Because I don't need 1000 pages of corporate rules to tell me how to move down a corridor, check for traps, fight or flight. I really hate the superheroic power level. It's nearly impossible to disentangle the healing rules from it.

What I'm Watching: Love+Death+Robots S3

Previously, S1 part 1, S1 part 2, S2.

Short season this time. No spoilers?

  • Very Pulse of the Machine: Beautiful, adapted from a fine story by Michael Swanwick, which you should read everything he writes, especially Vacuum Flowers. ★★★★★
  • Mini-Dead: Horrific subject run at high speed and tilt-shift makes it adorable. ★★★★½
  • Mason's Rats: Mercilessly bloody, esp if you have any sympathy for rats.
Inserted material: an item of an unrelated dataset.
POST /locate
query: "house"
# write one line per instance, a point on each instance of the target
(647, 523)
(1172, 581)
I do not, but some kind of accommodation with the enemy must be made. Neal Asher story. ★★★★½
  • Kill Piss Kill: Call of Duty garbage that starts with an asshole pissing at the camera and gets worse. Didn't finish, hate it, everyone involved should be composted. ☆☆☆☆☆
  • In Vaulted Halls Entombed: Call of Duty vs bugs & Cthulhu. Writing's a little better than the shit medium deserves. Alan Baxter, who no shit calls himself "Warrior Scribe", "The Lord of Weird Australia". Wanker, but not the worst modern Mythos story. ★★★☆☆
  • Jibaro: Mount & Blade battle between a jewelled Siren and a bunch of knights… but one is deaf. And you want what you can't control. Excellent illustration of D&D encumbrance penalties. Very pretty. Written/directed by Alberto Mielgo. ★★★★☆
  • Swarm: The Bruce Sterling story! Kind of overly gross, dark, uncanny valley graphics, but the aliens look great, the Nest is nearly complex enough to be the Swarm. Doesn't flinch from the story ending. ★★★★½
  • Bad Travelling: Neal Asher again. Sailors deal with a bad case of crabs. Good story, CGI looks potato-y like the old videogame Summoner, characters except the navigator are moral & personality voids. It's the 3rd of 3 short stories in the Jable Sharks world, but only one adapted. ★★★★☆
  • Three Robots: Exit Strategies: Scalzi tries to be politically correct. He will be first to be killed and eaten after the apocalypse, as we all hate smug jerkoffs. I almost appreciate this one for letting my contempt for Scalzi reach a new low. ☆☆☆☆☆

This season there's not a single female writer, 2 directors are women, but one is of that CoD shit, earns a demerit to the female side.